И вот любимая внучка выходила замуж. Агафья Степановна, несмотря на боль в костях, решила встретить её у подъезда. Надела своё парадное платье — тёмно-бордовое, с тонкой вышивкой, надела старинные бусы, бережно хранимые с молодости, и повязала платок в тон. С трудом добралась до скамейки, уселась и ждала, волнуясь, будто перед первым поцелуем. К ней примостились две соседки-старушки. Одна даже принесла свой складной стул — удобства ради. Втроём они сидели, перебирая в памяти свои давние свадьбы, свои мечты и утраты.

Наконец во двор вкатили машины, украшенные лентами. Из одной вышли молодые. Варя в белоснежном платье была как лебедь — воздушная, светящаяся, с родным лицом, от которого у бабушки сжалось сердце. Рядом — жених, Дмитрий, в строгом костюме, высокий и крепкий, как молодой клён. За ними высыпала весёлая гурьба друзей, смеющихся и шутящих.

Агафья Степановна, увидев внучку, не удержала слёз. Это были слёзы счастья, смешанные с горечью прожитых лет. Ей, старушке, девяносто три — пора и честь знать, а она всё ещё здесь, любуется своей Варей, своей гордостью. Внучка подошла к ней, сияя, и вдруг что-то шепнула подружкам. Те переглянулись, выстроились полукругом перед старушками. И запели.

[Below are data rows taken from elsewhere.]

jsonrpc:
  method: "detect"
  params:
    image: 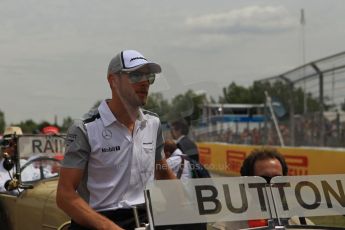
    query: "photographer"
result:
[0,126,23,192]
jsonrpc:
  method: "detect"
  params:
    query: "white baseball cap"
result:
[108,50,162,75]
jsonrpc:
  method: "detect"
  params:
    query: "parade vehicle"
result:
[0,135,69,230]
[0,135,345,230]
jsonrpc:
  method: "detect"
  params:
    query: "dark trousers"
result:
[69,208,207,230]
[69,209,148,230]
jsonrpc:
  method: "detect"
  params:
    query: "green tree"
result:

Их голоса, огранённые консерваторией, лились, как река, — мощно, чисто, пронзительно. Это было не просто пение — это была исповедь, искусство, недоступное простым смертным. Они пели военные песни, те самые, что звучали в юности старушек, когда мир горел, а сердца всё равно пели о любви и надежде. Варя стояла в центре, в белом, и её голос парил над остальными, как луч света.

Люди во дворе замерли. Прохожие останавливались, не понимая, какое чудо происходит в этом заурядном, заросшем дворике. Кто эти певцы, поющие так, что душу выворачивает? А это юность пела для старости. Пела о её молодости, о мечтах, о том, что ушло безвозвратно. Пела о войне, о потерях, о любви, пережившей всё.

Агафья Степановна сидела, стараясь держать лицо. Хотела показать, что гордится внучкой, но слёзы катились сами. То плакала, то вытирала глаза платком, то снова плакала. А на душе было тепло и светло. Потому что юность пела их песни — те самые, что звучали, когда отцы уходили на фронт и не все вернулись. Песни, что грели сердца, когда мир был в руинах.

Это значило, что у молодости есть память. Есть душа. Какая же юность без них? И пусть молодые не поехали к мемориалам — не беда. Мемориалы — это камни, молчаливые и холодные. А здесь, на скамейке, сидели три живые души, чьи судьбы выкованы в горниле испытаний. Они заслужили эту песню. Заслужили эту нежность. Заслужили этот миг, когда юность склонилась перед ними, отдавая долг их жизни.